The government today announced a capital infusion plan of an "unprecedented" Rs. 2.11 lakh crore into public sector banks over two years, a move which was described as a "bold step" by Finance Minister Arun Jaitley. For bank recapitalisation, Rs. 1.35 lakh crore will be raised through recap bonds and Rs. 76,000 crore via budgetary support and equity issuance. The finance minister also said the recapitalisation of state banks would be followed by a series of reforms. He did not give details.
"Once you strengthen banks, markets' appetite for the stock will improve," the finance minister said.
He also said that the lending spree of public sector banks during 2008-14 had resulted in the bulk of the bad loans in the banking system.
Financial Services Secretary Rajiv Kumar in a presentation said the capital infusion will help in making public sector banks bigger and stronger. It will help in extending credit to the deserving sectors and result in faster growth of the small and medium scale enterprises, he added.

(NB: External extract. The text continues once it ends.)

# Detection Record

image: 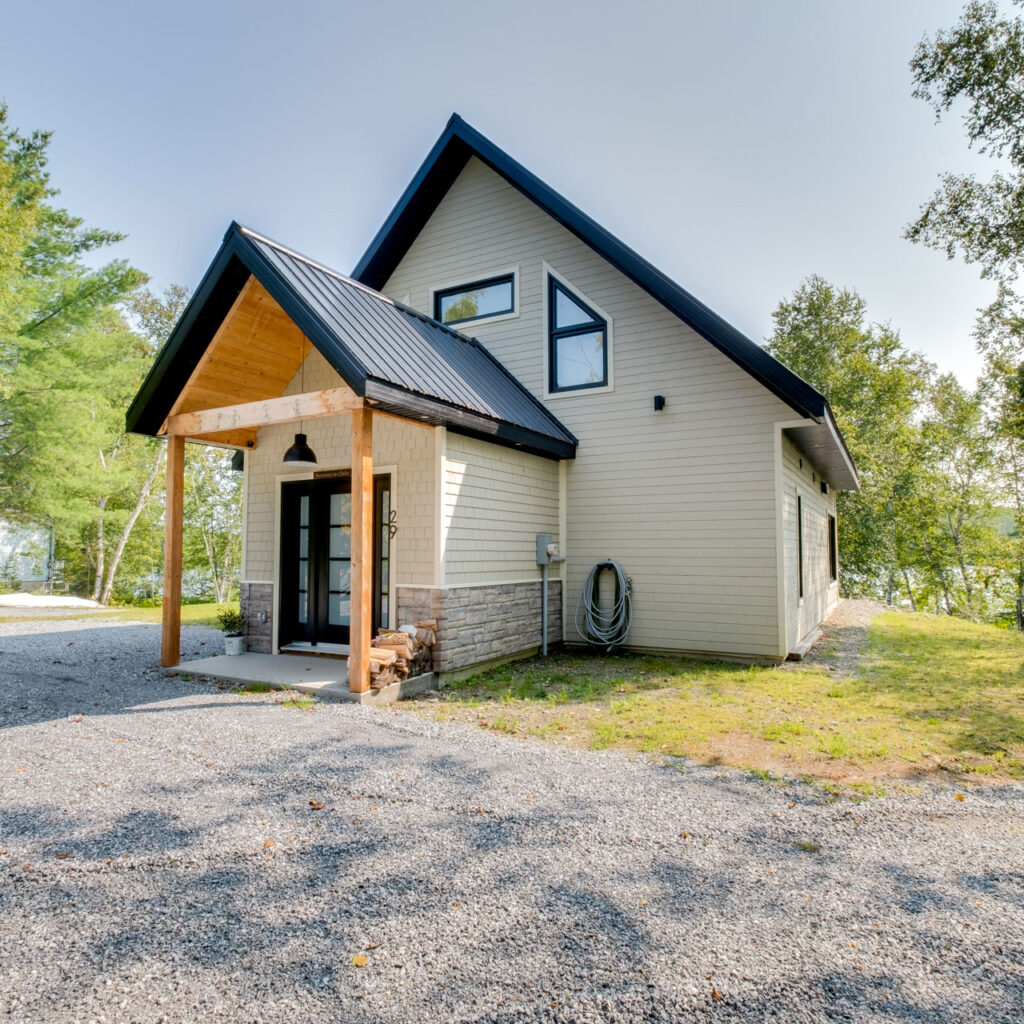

The capital infusion will help clean banks' books and revive investment, the Secretary said.
Twenty-one state-run banks account for more than two-thirds of India's banking assets. But they also account for a bulk of the record Rs. 9.5 lakh crore of soured loans.
Crisil, a rating agency, expects this figure to hit Rs. 11.5 lakh crore by March 2018. In addition, Fitch Ratings estimates that Indian banks will need $65 billion of additional capital by March 2019 to meet Basel III global banking rules.
According to RBI data, new loans grew at just about 5 per cent in the year to March - the lowest growth rate in more than six decades.